Monday, Nov. 14, 1960
The Heavy Burden
The most frustrated man in Manhattan last week was the U.N.'s Dag Hammarskjold. His Congo command, having backed all the main antagonists into corners, now seemed to be in full charge in Leopoldville, yet was powerless to create the solution it wanted. To bring back Parliament would probably be tantamount to re-electing the erratically irresponsible Patrice Lumumba; it might also send Colonel Joseph Mobutu's ragtag army up in flames. Besides, President Joseph Kassvubu was dead against it. To prop up Mobutu would incur the wrath of many of the U.N.'s African member nations, for they insist that Lumumba is the only--or at least the legally proper--man for the job. And just as Hammarskjold was preparing to dispatch a 15-man African and Asian conciliation commission to seek a fresh approach to the whole mess, the U.N. Congo chief, India's Rajeshwar Dayal, sent back urgent word: Don't let them come yet; it would only create more chaos.

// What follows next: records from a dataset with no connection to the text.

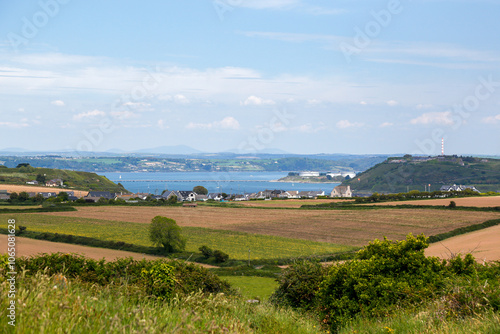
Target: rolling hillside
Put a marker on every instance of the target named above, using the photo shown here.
(415, 173)
(71, 179)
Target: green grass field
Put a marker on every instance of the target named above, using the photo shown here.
(236, 244)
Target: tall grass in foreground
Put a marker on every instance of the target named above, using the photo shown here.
(425, 320)
(45, 306)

Groping for a solution, Hammarskjold recalled Dayal to New York for consultation, simultaneously releasing Dayal's angry official report, which described Mobutu's regime as a "usurpation of political powers" and blamed much of the Congo's current troubles on Belgium, whose agents, said the report, were flocking back in to "exclude or obstruct" the U.N. itself. Promptly, the Belgians screamed "foul," hinted that Foreign Minister Pierre Wigny himself would fly over from Brussels to reply during this week's General Assembly debate. Then Hammarskjold got word that even the U.S. was upset at the report. "We have every confidence in the good faith of Belgium and its desire to be of assistance in the Congo," huffed a State Department spokesman in Washington. "We therefore are unable to accept the implications to the contrary contained in various parts of the report." This week, when the General Assembly debated the resolution to decide which Congo faction should be seated in the U.N., other guns would open fire at the stolid Swede. Not the least of them would probably be the Soviet Union, which still longs to squeeze Hammarskjold out of his job entirely. And then there was the irate Joseph Kasavubu to be dealt with. Without warning, the Congolese President, who for weeks has sat sphinxlike in his official mansion, suddenly announced he would fly to New York to make a bid for the Congo's U.N. seat at this week's debate. While he was there, he too, no doubt, would register his own protests with Dag Hammarskjold.